Indian television series

Jab We Matched is an Indian anthology streaming television series written by Raj Routh which premiered on 10 February 2023 on Amazon miniTV. The series features four stand-alone episodes directed by Srinivas Sunderrajan and stars Mayur More, Abhishek Nigam, Shivangi Joshi, Prit Kamani, Priyank Sharma, Jasmin Bhasin and Revathi Pillai.

==Cast==
Episode 1: Dating algorithm

- Mayur More as Roshith
- Abhishek Nigam as Chirag

Episode 2: Sirf Ek Date

- Shivangi Joshi as Prachi
- Prit Kamani as Vicky

Episode 3: Jalkukde

- Priyank Sharma as Sunny
- Jasmin Bhasin as Payal

Episode 4: Formula Sheet

- Revathi Pillai as Reena

==Production==
The series was announced by Sharanya Rajgopal on Amazon miniTV consisting of four episodes. Abhishek Nigam, Priyank Sharma, Mayur More, Prit Kamani, Shivangi Joshi, Jasmin Bhasin and Revathi Pillai were cast to appear in the series.

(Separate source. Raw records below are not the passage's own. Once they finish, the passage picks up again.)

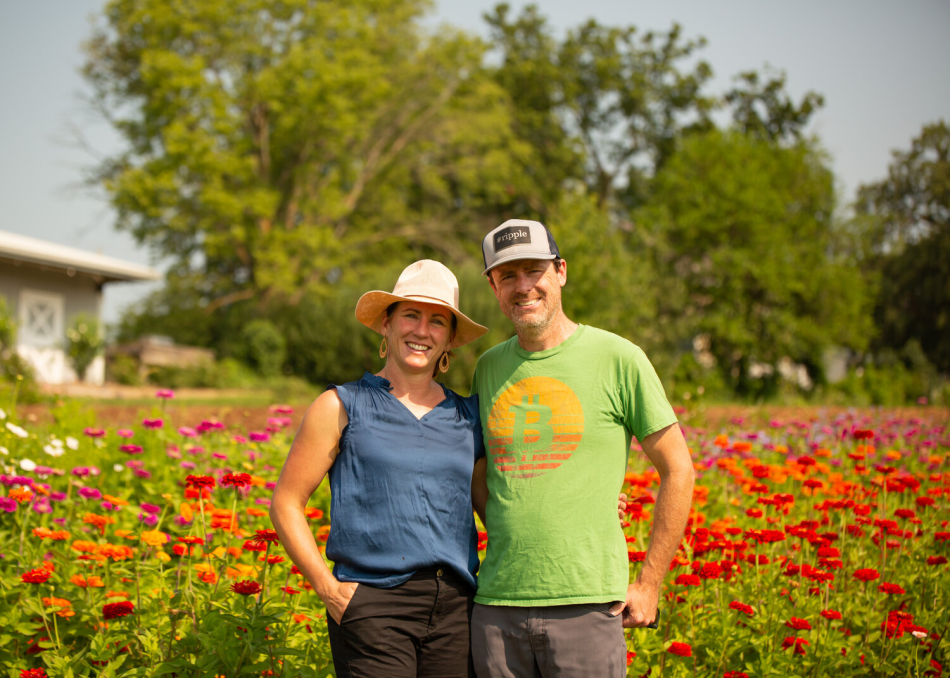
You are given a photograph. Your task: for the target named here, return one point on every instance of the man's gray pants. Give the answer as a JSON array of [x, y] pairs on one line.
[[562, 641]]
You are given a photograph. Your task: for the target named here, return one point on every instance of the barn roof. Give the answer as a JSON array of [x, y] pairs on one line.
[[15, 247]]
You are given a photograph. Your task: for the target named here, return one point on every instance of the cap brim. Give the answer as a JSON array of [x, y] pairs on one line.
[[372, 306], [520, 257]]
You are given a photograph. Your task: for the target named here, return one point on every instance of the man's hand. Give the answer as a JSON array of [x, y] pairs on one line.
[[641, 607], [339, 599]]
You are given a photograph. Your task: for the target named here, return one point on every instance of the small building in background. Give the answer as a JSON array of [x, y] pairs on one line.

The trailer of the series was released in February 2023.

==Episodes==

| No. | Title | Directed by | Original release date |
|---|---|---|---|
| 1 | "Dating Algorithm" | Srinivas Sunderrajan | 10 February 2023 |
| 2 | "Sirf Ek Date" | Srinivas Sunderrajan | 10 February 2023 |
| 3 | "Jalkukde" | Srinivas Sunderrajan | 10 February 2023 |
| 4 | "Formula Sheet" | Srinivas Sunderrajan | 10 February 2023 |

== Reception ==
Archika Khurana of The Times of India rated the series 3.9/5 and wrote "Jab We Matched' has enough drama, surprises, and convincing performances to make this dating experience worthwhile."

A reviewer for Bollywood Tadka gave 3.5 stars out of 5 praising the performance of Shivangi and Jasmin.